Kutsal Kutsal kelimesi, ‘kut’ kelimesine “-sel-sal” eklenerek oluşturulmuş bir kelimedir. “Kut” ise eski Türkçede fırsat, hayır, bereket anlamındadır. Kutsal kelimesi Türk Dil Kurumu’nun yayımladığı Türkçe Sözlük’te “tapınılacak, yolunda can verilecek mukaddes vaya karşı ç ıkılmaması gereken, Tanrıya adanmış olan, Tanrısal içerikli olan” şeklinde tarif edilmektedir. Bu tanım bir anlamda Arapçadaki “mukaddes”kelimesiyle örtüşmektedir. Güçlü dini saygı uyandıran veya uyandırması beklenen kutsi ve mukaddes olan, dokunulmaması gereken, üstünde ısrarla titrenilmesi gereken değerlerdir. Felsefi anlamda tanrıya adanmış veya tanrısal olandır. İnsanlığın manevi bağlamda değer verdiği, koruduğu; dini görüş ve inançlardır.  

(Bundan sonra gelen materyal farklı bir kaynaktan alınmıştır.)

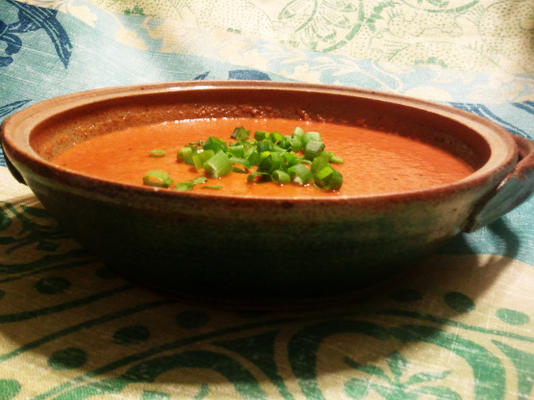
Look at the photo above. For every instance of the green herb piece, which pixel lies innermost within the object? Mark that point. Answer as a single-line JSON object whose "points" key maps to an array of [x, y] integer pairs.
{"points": [[309, 136], [258, 177], [300, 174], [296, 144], [276, 137], [157, 178], [280, 176], [237, 151], [313, 149], [265, 145], [157, 153], [336, 160], [319, 162], [217, 166]]}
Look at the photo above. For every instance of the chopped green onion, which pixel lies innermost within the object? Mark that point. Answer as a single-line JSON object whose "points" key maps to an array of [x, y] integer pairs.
{"points": [[300, 174], [157, 178], [217, 166], [240, 133], [157, 153], [258, 177], [328, 179], [336, 160], [186, 154], [276, 137]]}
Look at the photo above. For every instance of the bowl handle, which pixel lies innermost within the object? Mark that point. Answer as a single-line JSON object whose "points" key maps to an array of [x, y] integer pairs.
{"points": [[16, 174], [510, 193]]}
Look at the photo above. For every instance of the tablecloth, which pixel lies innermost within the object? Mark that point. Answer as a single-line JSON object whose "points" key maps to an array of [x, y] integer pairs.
{"points": [[459, 325]]}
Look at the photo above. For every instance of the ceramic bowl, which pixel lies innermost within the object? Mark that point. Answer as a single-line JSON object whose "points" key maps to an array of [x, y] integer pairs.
{"points": [[204, 244]]}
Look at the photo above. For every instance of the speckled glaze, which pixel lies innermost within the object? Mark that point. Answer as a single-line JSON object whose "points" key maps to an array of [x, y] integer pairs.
{"points": [[208, 244]]}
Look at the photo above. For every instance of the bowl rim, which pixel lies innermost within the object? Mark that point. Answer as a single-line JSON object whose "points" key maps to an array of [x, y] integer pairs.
{"points": [[16, 129]]}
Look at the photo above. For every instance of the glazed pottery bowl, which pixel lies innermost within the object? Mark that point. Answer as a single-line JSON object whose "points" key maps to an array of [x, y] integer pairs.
{"points": [[208, 244]]}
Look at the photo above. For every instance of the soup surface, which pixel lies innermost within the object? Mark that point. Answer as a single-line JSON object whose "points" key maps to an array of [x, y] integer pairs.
{"points": [[374, 162]]}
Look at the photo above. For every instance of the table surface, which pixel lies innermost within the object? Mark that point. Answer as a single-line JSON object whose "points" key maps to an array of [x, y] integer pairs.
{"points": [[459, 325]]}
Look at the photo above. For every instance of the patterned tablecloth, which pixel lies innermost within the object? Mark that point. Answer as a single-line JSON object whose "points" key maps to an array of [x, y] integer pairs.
{"points": [[458, 326]]}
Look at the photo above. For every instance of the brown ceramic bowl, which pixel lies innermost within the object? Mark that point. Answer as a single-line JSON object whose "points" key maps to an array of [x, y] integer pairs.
{"points": [[187, 242]]}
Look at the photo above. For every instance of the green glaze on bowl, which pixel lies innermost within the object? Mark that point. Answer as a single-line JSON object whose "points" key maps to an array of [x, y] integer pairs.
{"points": [[207, 244]]}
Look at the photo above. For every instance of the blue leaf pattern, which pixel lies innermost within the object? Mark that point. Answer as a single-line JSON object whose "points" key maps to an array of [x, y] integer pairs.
{"points": [[32, 18]]}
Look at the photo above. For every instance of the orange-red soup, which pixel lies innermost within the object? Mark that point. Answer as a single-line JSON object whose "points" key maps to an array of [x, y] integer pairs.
{"points": [[375, 162]]}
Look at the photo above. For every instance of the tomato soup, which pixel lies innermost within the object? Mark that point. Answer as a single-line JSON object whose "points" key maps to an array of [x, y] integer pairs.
{"points": [[374, 162]]}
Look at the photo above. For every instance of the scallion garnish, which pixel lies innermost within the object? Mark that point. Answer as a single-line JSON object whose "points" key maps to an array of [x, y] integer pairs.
{"points": [[218, 166], [157, 153], [157, 178], [299, 158]]}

Daha geniş bilgi almak için S. Veyis Örnek’in “Budunbilim Terimler Sözlüğü, Ankara” (1973) kitabını okuyabilirsiniz.
Kut Kut/Kud kökünden türemiş olup “temizlik” anlamına geldiği kabul edilir. Farsça Hüda kelimesinin dönüşmüş biçimi olduğu öne sürülse de aslı Türkçe “kut” (kutsallık, kutluluk) kökünden türemiştir. Eski Türk idari sisteminde “kut” siyasi güç, iktidar, bereket, hayır  demektir. Bu güç hanedan üyelerine de Tanrı tarafından bahşedilmiştir. Babadan oğula kan yoluyla geçer. Bu kanın kutsallığı Orta Asya Türk Devletlerinden Osmanlı Devletine kadar devlet geleneğinin hepsinde mevcuttur. Ayrıca yine kut anlayışı nedeniyle Devlet, tüm Türk devletlerinde hükümdar ailesinin ortak malı sayılırdı. Taht kavgalarının da temelinde tüm hanedan üyelerinde bu kut yetkisinin bulunmasıdır.

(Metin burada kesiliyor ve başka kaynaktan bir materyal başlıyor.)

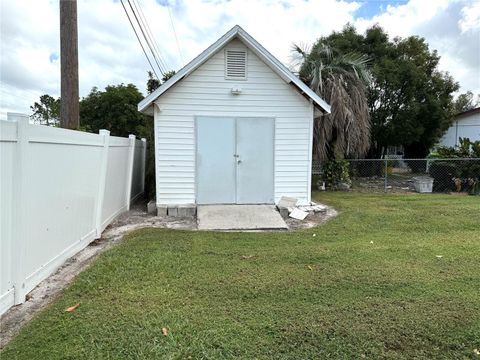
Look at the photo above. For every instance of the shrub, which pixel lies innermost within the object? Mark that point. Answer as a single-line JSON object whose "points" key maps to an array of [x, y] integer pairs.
{"points": [[335, 173]]}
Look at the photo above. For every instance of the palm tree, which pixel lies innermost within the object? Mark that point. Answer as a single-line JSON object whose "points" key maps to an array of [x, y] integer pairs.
{"points": [[341, 80]]}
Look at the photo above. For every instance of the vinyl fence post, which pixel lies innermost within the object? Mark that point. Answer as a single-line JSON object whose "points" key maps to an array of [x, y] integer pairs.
{"points": [[130, 159], [386, 174], [144, 162], [19, 236], [102, 182]]}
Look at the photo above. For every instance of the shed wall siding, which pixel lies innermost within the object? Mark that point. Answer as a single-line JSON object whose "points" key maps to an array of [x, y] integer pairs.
{"points": [[206, 92]]}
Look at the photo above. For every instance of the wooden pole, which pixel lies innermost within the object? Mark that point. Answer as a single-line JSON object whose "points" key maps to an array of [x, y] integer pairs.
{"points": [[69, 108]]}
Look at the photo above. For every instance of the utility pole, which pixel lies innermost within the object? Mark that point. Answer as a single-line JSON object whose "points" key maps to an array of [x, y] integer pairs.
{"points": [[69, 108]]}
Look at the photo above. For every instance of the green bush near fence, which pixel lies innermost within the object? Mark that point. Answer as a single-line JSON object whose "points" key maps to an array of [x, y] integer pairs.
{"points": [[455, 174]]}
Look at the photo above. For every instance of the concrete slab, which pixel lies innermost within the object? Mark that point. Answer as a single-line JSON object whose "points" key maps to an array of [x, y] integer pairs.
{"points": [[239, 217]]}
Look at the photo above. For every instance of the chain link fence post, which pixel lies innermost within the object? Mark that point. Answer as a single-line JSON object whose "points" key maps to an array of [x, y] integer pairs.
{"points": [[386, 174]]}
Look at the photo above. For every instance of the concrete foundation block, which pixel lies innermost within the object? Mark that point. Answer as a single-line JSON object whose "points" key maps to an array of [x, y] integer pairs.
{"points": [[172, 211], [187, 210], [162, 210]]}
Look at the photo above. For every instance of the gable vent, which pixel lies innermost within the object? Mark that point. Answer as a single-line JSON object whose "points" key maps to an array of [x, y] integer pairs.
{"points": [[236, 64]]}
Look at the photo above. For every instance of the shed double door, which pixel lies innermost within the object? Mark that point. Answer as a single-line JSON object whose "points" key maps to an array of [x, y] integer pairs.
{"points": [[234, 161]]}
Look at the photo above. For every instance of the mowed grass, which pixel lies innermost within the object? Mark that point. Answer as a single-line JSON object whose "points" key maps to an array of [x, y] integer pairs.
{"points": [[327, 292]]}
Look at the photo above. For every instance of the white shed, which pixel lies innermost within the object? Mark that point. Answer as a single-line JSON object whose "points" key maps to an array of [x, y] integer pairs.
{"points": [[234, 126], [466, 125]]}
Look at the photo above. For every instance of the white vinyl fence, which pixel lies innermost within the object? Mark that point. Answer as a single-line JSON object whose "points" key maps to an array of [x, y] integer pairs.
{"points": [[59, 189]]}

Türk Hükümdar tipi Karizmatik Hükümdarlık tipine girer. Bu anlayışa göre yönetme yetkisi gelenek ya da kanunlardan değil doğrudan doğruya Tanrı’nın kendisinden gelen ve yönetici hanedana verilen doğaüstü niteliklerden kaynaklanır. Bu anlayışı kabul etmiş bulunan halk, hükümdara bu yetkinin Tanrı tarafından verildiğini kabul eder ve onun verdiği her buyruğa uyar, çıkardığı kanunlara istisnasız riayet ederdi.
Kut anlayışı sebebiyle hükümdar adil olmak zorundadır. Zira kendine bahşedilen ilahi kutun sonucu olarak adaletin merkezi ve hukukun timsali olmak durumundadır.